A empresa oferece um formulário com cinco campos:

  • Funeral ("quais detalhes do seu funeral são importantes" e "onde você quer que seu funeral aconteça", por exemplo);
  • Legado ("pelo que você gostaria de ser lembrado" e "o que você gostaria que as pessoas fizessem nos aniversários da sua morte?");
  • Saúde ("você é doador de órgãos?" e "se outras pessoas tiverem de tomar decisões de saúde por você, o que precisam saber?);
  • Digital ("qual destino das suas contas de e-mail quando você morrer?" e "como seus entes poderão acessar suas contas e dispositivos quando você morrer?");
  • Legais ("você tem seguro de vida?" e "você tem um testamento?").

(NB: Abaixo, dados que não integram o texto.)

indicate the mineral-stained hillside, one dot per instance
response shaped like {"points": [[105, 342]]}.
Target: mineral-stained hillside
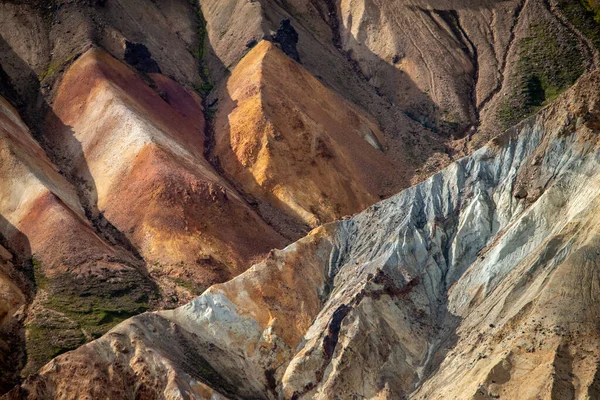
{"points": [[153, 151], [480, 282]]}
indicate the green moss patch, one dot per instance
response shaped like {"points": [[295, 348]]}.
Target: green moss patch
{"points": [[74, 309], [200, 51]]}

Há ainda um campo documentos e arquivos importantes.

"É claro que há muita dor e luto inevitável quando alguém morre", diz Suelin Chan, da Cake. "Mas também há sofrimento que pode ser evitado, como a preocupação se você está ou não agindo de acordo com os desejos dessa pessoa, ou tendo que correr atrás de papelada e documentação."

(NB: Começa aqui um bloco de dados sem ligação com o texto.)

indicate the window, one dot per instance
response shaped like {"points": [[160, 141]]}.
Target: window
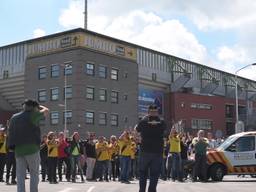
{"points": [[102, 118], [103, 72], [68, 69], [103, 95], [126, 75], [114, 74], [89, 69], [6, 74], [41, 95], [89, 117], [68, 116], [114, 120], [54, 118], [114, 97], [55, 70], [125, 97], [42, 73], [229, 111], [201, 106], [68, 92], [55, 94], [246, 143], [90, 93], [201, 124]]}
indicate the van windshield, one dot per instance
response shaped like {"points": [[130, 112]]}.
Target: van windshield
{"points": [[227, 143]]}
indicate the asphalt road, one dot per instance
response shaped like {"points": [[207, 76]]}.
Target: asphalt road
{"points": [[229, 184]]}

Suelin conta que a maior parte das pessoas está preocupada com os aspectos mais práticos desse planejamento. No entanto, também há bastante procura por questões menos objetivas, como posts de despedida em redes sociais.

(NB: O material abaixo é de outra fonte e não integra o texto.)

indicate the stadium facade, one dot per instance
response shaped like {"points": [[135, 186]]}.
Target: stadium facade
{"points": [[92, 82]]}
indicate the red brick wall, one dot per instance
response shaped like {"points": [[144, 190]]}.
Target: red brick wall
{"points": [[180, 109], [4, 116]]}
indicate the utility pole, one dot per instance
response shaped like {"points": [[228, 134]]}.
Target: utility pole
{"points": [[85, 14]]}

"Há pesquisas que indicam que a maior demanda sobre finitude é o legado que as pessoas vão deixar, conselhos, aprendizados, como vai ser lembrado quando não estiver aqui", diz Vallias, da Janno.

Por outro lado, adiantar pequenas coisas também é importante. "Se você já decidir qual a cor do cetim do caixão, se vai tocar Roberto Carlos ou Lady Gaga no funeral, você tira um peso do ombro de quem está organizando, é um ato de amor para quem fica."

Espaço para o luto

Esse tipo de planejamento repagina algo que já era feito por muita gente. Mas organizado dessa forma, traz algumas garantias extras: que as orientações vão ser encontradas (e não ficar perdidas numa gaveta, por exemplo) e que serão enviadas para as pessoas certas.

Como consequência, o responsável por lidar com a burocracia do pós-morte fica livre para encarar o luto sem preocupações mundanas. "Nós trabalhamos para minimizar o sofrimento evitável para que as pessoas que perderam alguém possam se focar em honrar a vida", diz Suelin.

No entanto, isso é apenas a ponta de lança do que as death techs propõe como um todo: encarar a morte de uma forma mais natural. "Enquadrar a vida de maneira que as pessoas possam valorizar o que é mais importante para elas em vida", continua Suelin Chan, da Cake. "No fim das contas, planejar o fim da vida é sobre pensar no que a faz valer a pena para você e para suas pessoas amadas."

Para Layla, da Janno, hoje é mais fácil para pessoas acima dos 50 anos alcançar essa perspectiva. Por conta disso, a plataforma brasileira foi criada com uma usabilidade acessível mesmo para um público não tão familiarizado com tecnologia. Daí para alcançar uma fatia mais ampla da sociedade é um pulo. Resta saber se, na ressaca do novo coronavírus, finalmente vamos ter estômago para falar da morte.